LeeAnn Kuehnert, Collins Aerospace’s value stream leader for  the company’s military landing systems program, said that Collins Aerospace had to go through a several month long government audit to receive approval to handle the Air Force assets, store them and track them in the DoD inventory system to forecast F-16 and C-130 brake and wheel sustainment needs ahead of time–a practice commonly used for commercial aircraft fleets.

In addition to the handling and inventory approval process for Collins Aerospace to do the wheel and brake sustainment work at its facility in Santa Fe Springs, Calif., the company also had to go through a six-month long process to qualify the re-use of carbon on the aircraft’s worn out brakes for the remanufactured brake system.

The aircraft braking uses a “heat stack” or “heat sink” of a number of two-inch thick rotor discs to convert kinetic energy to heat energy to stop the plane.

The Pentagon said in its award announcement to Collins Aerospace that the F-16 and C-130 wheel and brake PBL team “developed an innovative process to move from a transactional to performance based outcome achieving immediate cost savings utilizing commercial best practices while maintaining 100 percent warfighter support.”

Kuehnert said that the F-16 PBL effort is “first and foremost a carbon-based PBL.”

“The Air Force will forecast the landings,” she said. “We will forecast the entire materials and supply chain for a five-year period, which is predominantly the F-16 program. We had to go through a qualification program and convince the Air Force we could employ the carbon re-utilization on both the F-16 and the C-130.”

The Ogden Air Logistics Complex at Hill AFB sends the worn brakes and carbon to Collins Aerospace in Santa Fe Springs for the remanufacture.

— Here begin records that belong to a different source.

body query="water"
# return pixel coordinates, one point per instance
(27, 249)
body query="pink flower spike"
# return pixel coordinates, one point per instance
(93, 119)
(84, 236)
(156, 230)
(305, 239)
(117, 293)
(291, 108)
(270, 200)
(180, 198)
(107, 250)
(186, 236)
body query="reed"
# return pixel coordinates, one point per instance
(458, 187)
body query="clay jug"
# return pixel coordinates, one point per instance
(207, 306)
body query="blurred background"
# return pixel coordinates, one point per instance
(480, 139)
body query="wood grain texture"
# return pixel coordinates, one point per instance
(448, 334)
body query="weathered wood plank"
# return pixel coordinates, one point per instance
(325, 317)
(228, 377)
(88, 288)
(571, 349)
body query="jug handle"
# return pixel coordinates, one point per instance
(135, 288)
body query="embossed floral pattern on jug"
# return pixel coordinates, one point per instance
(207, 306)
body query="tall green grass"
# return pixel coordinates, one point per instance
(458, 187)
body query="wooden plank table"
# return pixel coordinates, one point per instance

“Forecasting how much carbon you’re going to need is a long process in order to build these [brake] discs up to the right thickness in order to put them on an aircraft and stop it,” Kuehnert said. “They [the brake discs] stay on wing for, in the case of C-130 with the flying hours, up to 10 years so they are on the aircraft for quite some time.”

Collins Aerospace builds wheels and brakes for the Air Force F-15, C-5 Galaxy, F-16, and C-130 fleets, including more than half of all active C-130s globally, and has done wheel and brake upgrades for several foreign air forces, the company said.

“Collins’ C-130 brakes, which feature its proprietary DURACARB® carbon heat sink material, allow for 2,000 landings per overhaul compared to 250 landings per overhaul for the C-130’s legacy system,” per Collins Aerospace.  “That’s a lifespan that’s eight times longer, significantly reducing maintenance time and cost.”